For a minute or so we walked on silently, and then she said: "I do not want you to think I am hard-hearted, but I must say what is in me. I congratulate you, and, at the same time, I am sorry for her."
At this amazing speech I turned suddenly towards her, and we both stopped.
"Yes," said she, standing before me with her clear eyes fixed upon my face, "you are to be congratulated. I think it is likely she is the most charming young woman you are ever likely to meet—and I know a great deal more about her than you do, for I have known her for a long time, and your acquaintance is a very short one—she has qualities you do not know anything about; she is lovely! But for all that it would be very wrong for you to marry her, and I am glad she had sense enough not to let you do it."
"Why do you say that?" I asked, a little sharply.
"Of course you don't like it," she replied, "but it is true. She may be as lovely as you think her—and I am sure she is. She may be of good family, finely educated, and a great many more things, but all that goes for nothing beside the fact that for over five years she has been the landlady of a little hotel."
"I do not care a snap for that!" I exclaimed. "I like her all the better for it. I—"
"That makes it worse," she interrupted, and as she spoke I could not but recollect that a similar remark had been made to me before. "I have not the slightest doubt that you would have been perfectly willing to settle down as the landlord of a little hotel.
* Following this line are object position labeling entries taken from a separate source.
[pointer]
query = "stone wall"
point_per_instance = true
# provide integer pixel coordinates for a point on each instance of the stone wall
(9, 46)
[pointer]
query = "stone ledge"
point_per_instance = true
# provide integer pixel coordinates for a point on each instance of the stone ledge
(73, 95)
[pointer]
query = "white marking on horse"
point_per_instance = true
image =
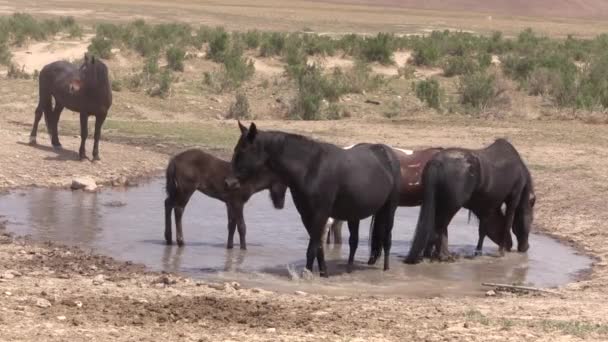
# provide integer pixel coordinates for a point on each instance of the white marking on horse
(408, 152)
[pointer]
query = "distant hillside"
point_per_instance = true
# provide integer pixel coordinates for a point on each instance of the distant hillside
(597, 9)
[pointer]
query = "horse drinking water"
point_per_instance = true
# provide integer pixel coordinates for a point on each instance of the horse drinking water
(481, 181)
(85, 90)
(327, 181)
(193, 170)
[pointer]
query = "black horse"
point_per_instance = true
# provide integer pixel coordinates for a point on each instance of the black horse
(194, 170)
(327, 181)
(481, 181)
(85, 90)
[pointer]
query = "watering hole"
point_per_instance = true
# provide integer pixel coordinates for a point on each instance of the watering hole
(129, 225)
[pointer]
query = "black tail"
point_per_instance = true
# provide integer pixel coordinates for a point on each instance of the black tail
(426, 219)
(171, 188)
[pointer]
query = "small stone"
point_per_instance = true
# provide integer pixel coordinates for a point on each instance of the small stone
(43, 303)
(84, 183)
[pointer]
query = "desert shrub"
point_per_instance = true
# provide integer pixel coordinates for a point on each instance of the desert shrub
(162, 86)
(236, 68)
(252, 39)
(307, 103)
(593, 88)
(479, 90)
(151, 65)
(428, 91)
(240, 108)
(272, 44)
(336, 112)
(407, 72)
(377, 49)
(350, 44)
(425, 54)
(14, 72)
(116, 85)
(175, 58)
(459, 65)
(218, 45)
(100, 47)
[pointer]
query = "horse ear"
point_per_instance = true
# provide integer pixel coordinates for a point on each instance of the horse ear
(253, 131)
(242, 127)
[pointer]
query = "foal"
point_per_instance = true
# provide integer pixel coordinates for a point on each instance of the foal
(193, 170)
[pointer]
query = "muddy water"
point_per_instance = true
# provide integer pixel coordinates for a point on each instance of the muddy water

But if you had not—even if you had gone on in the course which father has marked out for you, and you ought to hear him talk about you—you might have become famous, rich, nobody knows what, perhaps President of a college, but still everybody would have known that your wife was the young woman who used to keep the Holly Sprig Inn, and asked the people who came there if they objected to a back room, and if they wanted tea or coffee for their breakfast. Of course Mrs. Chester thought too much of you to let you consider any such foolishness."
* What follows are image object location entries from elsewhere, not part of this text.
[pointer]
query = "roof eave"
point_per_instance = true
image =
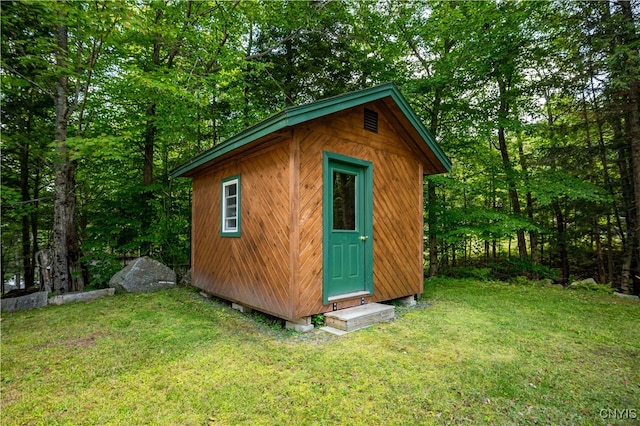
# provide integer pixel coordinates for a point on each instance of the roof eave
(303, 113)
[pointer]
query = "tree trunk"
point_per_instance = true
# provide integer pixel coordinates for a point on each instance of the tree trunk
(431, 219)
(533, 236)
(27, 266)
(562, 244)
(63, 171)
(513, 193)
(633, 131)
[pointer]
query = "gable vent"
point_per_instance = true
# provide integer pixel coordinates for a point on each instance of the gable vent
(370, 120)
I made no answer to this remark. I thought the young woman was taking a great deal upon herself.
"Of course," she continued, "it would have been a great thing for Mrs. Chester, and I honor her that she stood up stiffly and did the thing she ought to do. I do not know what she said when she gave you her final answer, but whatever it was it was the finest compliment she could have paid you."
I smiled grimly. "She likened me to a bear," I said. "Do you call that a compliment?"